In connection with the Offering, the Company paid a cash commission of $143,233.95 and issued 220,360 broker warrants (the "Broker Warrants") and a corporate finance fee paid through the issuance of 157,400 Units. Each Broker Warrant entitles the holder to acquire a Unit at the Issue Price for a period of three years from the Closing Date.
Certain insiders of the Company participated in the Offering, acquiring an aggregate of 154,000 Units on the same basis as other subscribers. The participation in the Offering by insiders of the Company constitutes a "related party transaction" as such term is defined under Multilateral Instrument 61-101, Protection of Minority Security Holders in Special Transactions ("MI 61-101"). The Company is relying on exemptions in MI 61-101 from the formal valuation and minority shareholder approval requirements of MI 61-101 as neither the fair market value of the Units subscribed for by the insiders, nor the consideration for the units paid by such insiders, is more than 25% of the Company's market capitalization.

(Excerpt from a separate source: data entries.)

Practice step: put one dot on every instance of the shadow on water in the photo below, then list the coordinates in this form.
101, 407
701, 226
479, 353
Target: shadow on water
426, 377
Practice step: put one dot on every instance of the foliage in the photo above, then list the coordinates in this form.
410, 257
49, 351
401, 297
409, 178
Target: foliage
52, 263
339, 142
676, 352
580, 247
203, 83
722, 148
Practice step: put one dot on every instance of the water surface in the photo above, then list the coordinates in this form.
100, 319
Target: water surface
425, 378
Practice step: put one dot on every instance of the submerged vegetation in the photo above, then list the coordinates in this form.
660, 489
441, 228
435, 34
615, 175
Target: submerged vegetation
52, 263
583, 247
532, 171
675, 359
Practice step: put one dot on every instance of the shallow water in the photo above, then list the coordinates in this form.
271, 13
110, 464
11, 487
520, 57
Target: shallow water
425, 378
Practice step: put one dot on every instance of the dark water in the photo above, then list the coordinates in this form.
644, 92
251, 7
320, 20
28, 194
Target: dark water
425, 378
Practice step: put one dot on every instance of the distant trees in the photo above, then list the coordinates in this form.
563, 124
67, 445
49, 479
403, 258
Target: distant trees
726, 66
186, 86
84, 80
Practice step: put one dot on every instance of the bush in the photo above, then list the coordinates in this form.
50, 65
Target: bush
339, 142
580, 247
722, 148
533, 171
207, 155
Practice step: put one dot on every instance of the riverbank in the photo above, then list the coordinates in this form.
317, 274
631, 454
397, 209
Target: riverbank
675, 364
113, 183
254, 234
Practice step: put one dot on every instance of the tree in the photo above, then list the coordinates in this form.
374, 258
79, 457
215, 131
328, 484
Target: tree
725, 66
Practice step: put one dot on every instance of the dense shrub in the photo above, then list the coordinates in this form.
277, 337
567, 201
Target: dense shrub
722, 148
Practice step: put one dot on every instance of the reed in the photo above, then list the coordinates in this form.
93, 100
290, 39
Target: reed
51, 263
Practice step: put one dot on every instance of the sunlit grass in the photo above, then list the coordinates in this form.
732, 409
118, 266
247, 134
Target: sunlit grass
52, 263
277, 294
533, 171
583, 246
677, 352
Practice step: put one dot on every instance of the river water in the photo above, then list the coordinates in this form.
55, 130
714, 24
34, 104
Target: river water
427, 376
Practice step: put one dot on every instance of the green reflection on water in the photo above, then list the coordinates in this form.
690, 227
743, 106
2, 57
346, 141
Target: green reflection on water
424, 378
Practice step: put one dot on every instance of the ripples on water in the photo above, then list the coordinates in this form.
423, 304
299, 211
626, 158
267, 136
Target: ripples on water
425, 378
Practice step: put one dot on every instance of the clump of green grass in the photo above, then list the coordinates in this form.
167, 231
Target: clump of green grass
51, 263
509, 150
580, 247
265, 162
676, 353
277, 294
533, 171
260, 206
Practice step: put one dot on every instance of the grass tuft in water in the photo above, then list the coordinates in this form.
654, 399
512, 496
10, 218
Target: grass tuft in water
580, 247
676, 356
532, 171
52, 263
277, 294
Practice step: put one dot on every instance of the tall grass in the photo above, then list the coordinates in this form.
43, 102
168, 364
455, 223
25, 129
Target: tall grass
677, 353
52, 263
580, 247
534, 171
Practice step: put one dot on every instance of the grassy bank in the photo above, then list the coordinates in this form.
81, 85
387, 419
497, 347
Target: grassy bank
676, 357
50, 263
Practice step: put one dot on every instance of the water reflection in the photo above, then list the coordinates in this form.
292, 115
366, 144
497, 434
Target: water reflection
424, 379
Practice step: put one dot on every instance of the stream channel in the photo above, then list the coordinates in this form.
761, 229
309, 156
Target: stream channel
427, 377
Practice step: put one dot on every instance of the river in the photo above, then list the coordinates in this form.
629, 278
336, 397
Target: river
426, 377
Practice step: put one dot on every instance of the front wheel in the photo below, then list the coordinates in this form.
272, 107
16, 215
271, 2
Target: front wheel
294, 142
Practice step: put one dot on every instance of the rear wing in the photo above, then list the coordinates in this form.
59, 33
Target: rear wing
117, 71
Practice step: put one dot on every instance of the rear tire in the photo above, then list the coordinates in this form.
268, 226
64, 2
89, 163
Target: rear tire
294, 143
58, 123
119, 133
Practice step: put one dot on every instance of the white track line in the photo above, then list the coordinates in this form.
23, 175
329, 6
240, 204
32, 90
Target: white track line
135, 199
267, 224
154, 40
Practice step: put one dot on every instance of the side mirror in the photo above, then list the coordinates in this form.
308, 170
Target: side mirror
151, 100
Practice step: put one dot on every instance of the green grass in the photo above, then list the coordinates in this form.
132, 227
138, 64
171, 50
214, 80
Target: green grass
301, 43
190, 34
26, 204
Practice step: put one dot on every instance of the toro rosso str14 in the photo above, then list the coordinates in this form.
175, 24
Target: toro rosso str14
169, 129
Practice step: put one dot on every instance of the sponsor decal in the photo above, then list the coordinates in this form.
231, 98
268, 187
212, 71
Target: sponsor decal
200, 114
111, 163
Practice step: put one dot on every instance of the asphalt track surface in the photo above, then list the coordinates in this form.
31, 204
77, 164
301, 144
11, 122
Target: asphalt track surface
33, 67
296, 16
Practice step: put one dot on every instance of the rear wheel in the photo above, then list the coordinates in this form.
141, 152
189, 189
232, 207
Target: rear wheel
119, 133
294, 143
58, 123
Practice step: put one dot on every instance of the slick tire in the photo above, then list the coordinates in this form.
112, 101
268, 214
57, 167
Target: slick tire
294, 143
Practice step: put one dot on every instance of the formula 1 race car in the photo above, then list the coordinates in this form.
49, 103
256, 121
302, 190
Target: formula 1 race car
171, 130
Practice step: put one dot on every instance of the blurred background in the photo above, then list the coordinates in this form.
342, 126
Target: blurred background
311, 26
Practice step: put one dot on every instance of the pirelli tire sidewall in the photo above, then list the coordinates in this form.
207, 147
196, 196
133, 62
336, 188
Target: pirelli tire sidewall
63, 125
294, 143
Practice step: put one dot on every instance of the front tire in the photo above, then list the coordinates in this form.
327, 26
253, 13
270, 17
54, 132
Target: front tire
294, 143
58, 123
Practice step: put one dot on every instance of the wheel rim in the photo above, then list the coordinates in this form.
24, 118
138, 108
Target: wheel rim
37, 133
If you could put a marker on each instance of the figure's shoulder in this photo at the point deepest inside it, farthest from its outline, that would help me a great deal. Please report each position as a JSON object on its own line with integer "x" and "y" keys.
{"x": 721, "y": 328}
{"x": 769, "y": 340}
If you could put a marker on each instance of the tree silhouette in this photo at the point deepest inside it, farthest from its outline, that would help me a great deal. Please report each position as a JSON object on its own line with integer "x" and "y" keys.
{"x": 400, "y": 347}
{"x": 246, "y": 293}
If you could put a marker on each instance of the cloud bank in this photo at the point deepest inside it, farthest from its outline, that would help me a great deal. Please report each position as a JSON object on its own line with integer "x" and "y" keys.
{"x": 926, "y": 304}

This news release does not constitute an offer to sell or a solicitation of an offer to buy any of the securities in the United States. The securities have not been and will not be registered under the United States Securities Act of 1933, as amended (the "U.S. Securities Act") or any state securities laws and may not be offered or sold within the United States or to "U.S. persons" (as that term is defined in Rule 902(k) of Regulation S under the U.S. Securities Act) unless registered under the U.S. Securities Act and applicable state securities laws or an exemption from such registration is available.
Neither the CSE nor its Regulation Services Provider (as that term is defined in the policies of the CSE) accepts responsibility for the adequacy or accuracy of this release.